Enzo Ferrari, imprenditore coraggioso, ha vissuto asserragliato
nel suo feudo, Modena e Maranello, e menava vanto
di essere stato per l’ultima volta a Roma nel 1930,
in occasione del Gran Premio delle Tre Fontane: un
modo per sottolineare la sua lontananza dai Palazzi
del potere. Anche quando ad invitarlo nella capitale
sarebbero stati influenti uomini politici, da Folchi
ad Andreotti, con il quale ha intrattenuto un interessante
rapporto epistolare, rifiutava sempre con la stessa,
banale scusa: malesseri ondivaghi.
Del resto, da buon emiliano, un po’ anarcoide, aborriva la
politica. Né voleva saperne di piegarsi alle regole
del protocollo se riteneva di essere stato offeso.
Basta ricordare a questo proposito l’episodio tragicomico
avvenuto all’inizio degli anni Ottanta quando Sandro
Pertini, allora presidente della Repubblica, si recò
a Maranello a fargli visita.
Pertini, a bordo di una Maserati quattroporte, allora macchina
di rappresentanza del Quirinale, arriva davanti all’ingresso
della palazzina direzionale della fabbrica, convinto
di trovare sulla porta il padrone di casa ad accoglierlo.
Ma Ferrari non c’è. È rimasto nel suo ufficio, ritenendo
un gesto scortese il fatto che l’autorevole ospite
si sia presentato con una vettura della concorrenza.

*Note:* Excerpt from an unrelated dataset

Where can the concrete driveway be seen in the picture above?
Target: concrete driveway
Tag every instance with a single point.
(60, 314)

Il presidente, dal canto suo, indispettito per la
mancanza di riguardo, si rifiuta di scendere dall’automobile.
Sta maturando un incidente diplomatico fra i due grandi
vecchi. A quel punto Franco Gozzi, addetto stampa
di Enzo Ferrari di nome, ma di fatto una sorta di
ministro della real casa, cerca di convincere il costruttore
a recedere dalla sua posizione intransigente.
“Lo accompagni lei da me”, gli intima Ferrari. “Non credo
che sia opportuno. Che vada lei è un atto dovuto nei
riguardi del capo dello Stato”, replica Gozzi. Ferrari
s’impunta: “Io non l’ho invitato. È lui che ha desiderato
venire a farmi visita. Ne sono onorato, ma sono io
a decidere come riceverlo”.
Gozzi suda freddo, ma in pochi minuti trova le parole idonee
a piegare le resistenze del signore di Maranello.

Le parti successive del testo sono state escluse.